The formula has 3 functions. Work from the inside to the outside:
TO LOOK FOR
The SEARCH function is useful for many things, but what matters here is that it returns a number if a string appears in a cell. If the value does not appear in the cell, you will get a #VALUE! Fault. If you want to know more, here is a little post.
The ISNUMBER will tell you whether a value is a number or not. If it is a number, it will indicate « True » and otherwise « False ».
#VALUE! is not a number. Hope you are starting to get a feel for how the rest of the formula works.
Ahh the IF function, the building block of glorious Excel logic. Its operation is quite simple:
= IF (parameter, return value if True, return value if False). Basically if it looks like this = IF (parameter, A, B) you will get A if the parameter is satisfied, otherwise you get B.
So back to our formula, hope you can make sense of it now. Here it is again:
= IF (ISNUM (SEARCH (value, target)), 1, 0)
The function uses SEARCH to get a number if the target response appears in a cell, then ISNUMBER converts it to True / False, and IF will return a 1 if ISNUMBER True was returned and 0 if False.
For column C in the image above, the formula for cell C2 looks like this:
= IF (ISNUM (SEARCH (C $ 1, $ B2)), 1,0).
Bonus Excel / Google Sheets tip: the $ keeps the column / row values static, so you can click and drag the formula over the other columns and at the bottom of the dataset, and all the necessary cells will be automatically put up to date.
The answers are in different cells
Another common format is that data is returned with as many columns as there are possible responses, but the responses are not in a specific column related to that specific response. Instead, the machine simply puts the first recognized value in the first column and goes there.

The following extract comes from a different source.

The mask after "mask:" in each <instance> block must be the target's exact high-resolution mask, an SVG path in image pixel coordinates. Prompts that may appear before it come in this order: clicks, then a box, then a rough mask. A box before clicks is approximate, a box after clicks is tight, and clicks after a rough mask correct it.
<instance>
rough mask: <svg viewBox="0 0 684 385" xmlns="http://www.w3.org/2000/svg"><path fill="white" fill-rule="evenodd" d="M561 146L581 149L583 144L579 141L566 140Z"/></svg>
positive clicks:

It’s hard to imagine, so here’s what it looks like:
It is difficult to analyze. You can’t filter it, so you have to clean it. Again, for a 10-person dataset, it would be faster to do this manually, but as before, it crumbles on a large scale. It’s a simple solution.
Here is the function: = COUNTIF (range, value)
IMPORTANT NOTE: COUNTIF adds 1 for each instance of a response that appears in a range. Therefore, only use this formula if your values are unique to each participant and in their own cells.
In this case, our range for line 2 would be B2: E2. We want to look for Cat in any of these cells. So we make Cat a column and that becomes our value, then we put the formula in the following cell (F2):
You can see the formula in the bar above. Again, the $ keeps these column / row values constant so that the formula can be moved.
Lovely, now we have a beautiful and clean dataset that can show us how people answered our important question.
These formulas are useful in more ways than the simple « Select all that apply » questions! They can be creatively applied to many different qualitative data sets. You can use them to find specific text strings in larger qualitative responses, generate frequency maps and word clouds, segment responses by including these items, and more.
As marketers and analysts, it can be too easy to ignore qualitative data because it is difficult to convert into metrics. However, qualitative data includes huge amounts of context that can really improve your strategy game. Having the tools to analyze qualitative data quickly and efficiently will give you much more useful information and allow you to sniff out the real story among all the words.
I’m always on the lookout for more formulas and ways to have fun with data, feel free to contact me with any ideas or comments!
To separate comma separated strings in the same cell:
Excel: = IF (ISNUMBER (LOOKUP (value, target)), 1, 0)
Google = IF (REGEXMATCH (target, value), 1, 0).
For strings isolated over a range of cells:
Excel and Google: = COUNTIF (range, value, 1, 0) – note that this will count twice if the values are not unique to each respondent.
If you want to know how it works and how to use them in a spreadsheet, I break them down with an example above.